Then, load the GO DAG and call the predict_all_subgraphs() method like in the example below.

import networkx as nx

import obonet


go_db_path = "./dataset/go-basic.obo"

graph = obonet.read_obo(go_db_path)

model.load_gene_ontology(graph)

mf_results, bp_results, cc_results = model.predict_all_subgraphs(x, top_p=top_p)

mf_subgraphs, mf_terms = mf_results
bp_subgraphs, bp_terms = bp_results
cc_subgraphs, cc_terms = cc_results

# Render the subgraphs ...

See the predict_subgraphs.py file in the repository for an example of how to render the GO DAGs using Plotly.

Example GO Subgraphs

You can also ouput the subgraphs for individual apsects of the GO using the predict_mf_subgraphs(), predict_bp_subgraphs(), and predict_cc_subgraphs() methods like in the example below.
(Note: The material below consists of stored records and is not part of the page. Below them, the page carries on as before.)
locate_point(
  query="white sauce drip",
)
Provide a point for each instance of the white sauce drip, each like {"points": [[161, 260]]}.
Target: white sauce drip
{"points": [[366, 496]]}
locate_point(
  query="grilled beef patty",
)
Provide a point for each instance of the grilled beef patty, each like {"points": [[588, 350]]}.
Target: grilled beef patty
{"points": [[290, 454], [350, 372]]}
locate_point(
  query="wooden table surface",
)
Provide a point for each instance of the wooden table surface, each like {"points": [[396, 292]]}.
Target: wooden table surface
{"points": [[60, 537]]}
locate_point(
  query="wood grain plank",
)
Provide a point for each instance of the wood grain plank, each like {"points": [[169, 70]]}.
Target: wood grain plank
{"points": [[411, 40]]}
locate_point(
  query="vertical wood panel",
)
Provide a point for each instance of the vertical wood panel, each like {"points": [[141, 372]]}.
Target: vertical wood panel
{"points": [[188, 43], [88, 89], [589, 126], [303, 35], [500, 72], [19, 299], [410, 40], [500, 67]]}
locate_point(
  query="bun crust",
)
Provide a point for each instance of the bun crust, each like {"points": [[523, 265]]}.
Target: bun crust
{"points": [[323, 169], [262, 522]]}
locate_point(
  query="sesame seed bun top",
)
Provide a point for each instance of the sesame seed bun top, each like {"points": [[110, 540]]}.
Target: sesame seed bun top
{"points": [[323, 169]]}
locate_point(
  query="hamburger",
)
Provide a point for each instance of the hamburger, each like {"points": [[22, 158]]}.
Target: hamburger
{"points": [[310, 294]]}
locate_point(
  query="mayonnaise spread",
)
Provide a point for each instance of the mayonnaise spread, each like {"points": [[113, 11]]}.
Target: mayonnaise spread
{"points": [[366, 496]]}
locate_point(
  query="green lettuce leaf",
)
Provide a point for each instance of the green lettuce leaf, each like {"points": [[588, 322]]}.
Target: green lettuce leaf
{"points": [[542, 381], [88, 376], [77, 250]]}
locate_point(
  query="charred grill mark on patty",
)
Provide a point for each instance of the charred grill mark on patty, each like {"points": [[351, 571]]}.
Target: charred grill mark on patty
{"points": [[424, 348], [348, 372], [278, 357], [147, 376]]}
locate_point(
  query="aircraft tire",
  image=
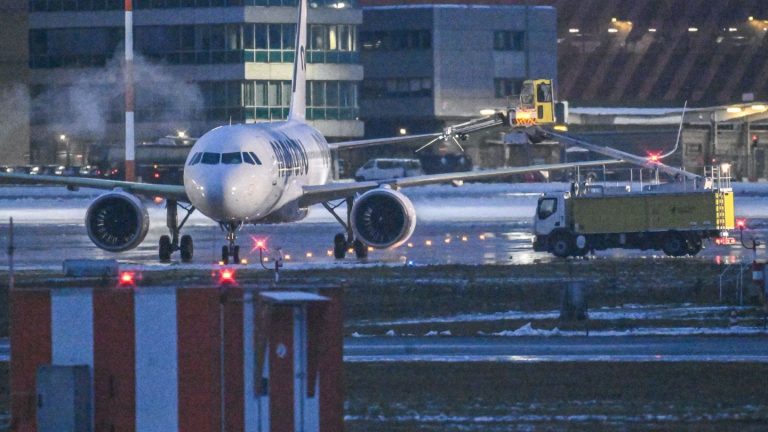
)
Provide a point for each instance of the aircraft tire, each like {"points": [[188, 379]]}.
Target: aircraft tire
{"points": [[361, 249], [164, 248], [339, 246], [186, 248], [225, 254]]}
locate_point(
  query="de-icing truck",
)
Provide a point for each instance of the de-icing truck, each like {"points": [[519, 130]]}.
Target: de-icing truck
{"points": [[577, 222]]}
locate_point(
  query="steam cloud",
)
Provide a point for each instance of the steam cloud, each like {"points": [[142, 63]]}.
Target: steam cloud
{"points": [[84, 107]]}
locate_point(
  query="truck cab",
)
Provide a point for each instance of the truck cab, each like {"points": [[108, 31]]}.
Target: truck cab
{"points": [[550, 213]]}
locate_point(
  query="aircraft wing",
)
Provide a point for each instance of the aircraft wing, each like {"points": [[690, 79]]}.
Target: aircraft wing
{"points": [[618, 154], [339, 190], [451, 132], [379, 141], [175, 192]]}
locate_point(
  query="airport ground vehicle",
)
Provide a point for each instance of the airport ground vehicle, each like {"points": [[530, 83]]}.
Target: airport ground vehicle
{"points": [[577, 222], [538, 106]]}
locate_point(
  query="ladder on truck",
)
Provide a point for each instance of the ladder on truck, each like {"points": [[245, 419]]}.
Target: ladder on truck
{"points": [[718, 177], [720, 220]]}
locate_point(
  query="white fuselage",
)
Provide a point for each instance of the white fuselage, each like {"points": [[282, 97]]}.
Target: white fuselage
{"points": [[252, 173]]}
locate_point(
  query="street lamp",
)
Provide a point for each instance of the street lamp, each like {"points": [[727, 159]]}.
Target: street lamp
{"points": [[65, 140]]}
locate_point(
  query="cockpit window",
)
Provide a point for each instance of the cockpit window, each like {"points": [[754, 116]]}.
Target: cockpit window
{"points": [[195, 159], [210, 158], [231, 158], [547, 207]]}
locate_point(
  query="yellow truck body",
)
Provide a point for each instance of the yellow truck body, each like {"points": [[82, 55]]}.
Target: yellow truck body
{"points": [[652, 212]]}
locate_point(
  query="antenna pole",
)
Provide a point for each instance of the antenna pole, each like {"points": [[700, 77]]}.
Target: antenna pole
{"points": [[11, 248], [130, 134]]}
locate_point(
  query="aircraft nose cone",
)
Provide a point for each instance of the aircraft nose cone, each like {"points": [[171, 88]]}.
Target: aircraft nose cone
{"points": [[227, 197]]}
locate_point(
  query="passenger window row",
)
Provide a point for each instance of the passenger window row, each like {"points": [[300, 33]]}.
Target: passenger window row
{"points": [[234, 158]]}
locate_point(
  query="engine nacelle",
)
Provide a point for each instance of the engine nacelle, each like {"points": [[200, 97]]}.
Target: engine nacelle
{"points": [[117, 221], [383, 218]]}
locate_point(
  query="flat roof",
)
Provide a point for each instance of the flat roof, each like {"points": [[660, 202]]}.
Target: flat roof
{"points": [[292, 297]]}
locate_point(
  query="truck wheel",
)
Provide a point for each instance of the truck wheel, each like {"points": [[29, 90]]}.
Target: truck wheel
{"points": [[580, 246], [562, 245], [674, 244], [693, 244]]}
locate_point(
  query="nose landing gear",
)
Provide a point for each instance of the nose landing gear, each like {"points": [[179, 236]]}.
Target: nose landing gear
{"points": [[231, 250]]}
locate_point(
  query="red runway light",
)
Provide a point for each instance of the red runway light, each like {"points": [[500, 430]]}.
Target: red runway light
{"points": [[127, 278], [226, 276], [259, 243]]}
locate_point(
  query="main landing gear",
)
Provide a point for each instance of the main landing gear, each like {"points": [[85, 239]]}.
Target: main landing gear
{"points": [[172, 243], [230, 252], [343, 241]]}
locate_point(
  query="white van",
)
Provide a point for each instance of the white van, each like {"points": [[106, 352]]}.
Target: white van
{"points": [[379, 169]]}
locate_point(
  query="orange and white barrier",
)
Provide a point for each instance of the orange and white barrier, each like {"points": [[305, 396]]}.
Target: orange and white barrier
{"points": [[186, 359]]}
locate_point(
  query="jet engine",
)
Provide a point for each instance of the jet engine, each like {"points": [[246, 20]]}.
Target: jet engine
{"points": [[383, 218], [117, 221]]}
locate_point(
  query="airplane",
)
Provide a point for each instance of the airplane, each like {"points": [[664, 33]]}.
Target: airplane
{"points": [[269, 173]]}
mf_subgraphs, mf_terms = model.predict_mf_subgraphs(x, top_p=top_p)
bp_subgraphs, bp_terms = model.predict_bp_subgraphs(x, top_p=top_p)
cc_subgraphs, cc_terms = model.predict_cc_subgraphs(x, top_p=top_p)

References

  • T. Hayes, et al. Simulating 500 million years of evolution with a language model, 2024.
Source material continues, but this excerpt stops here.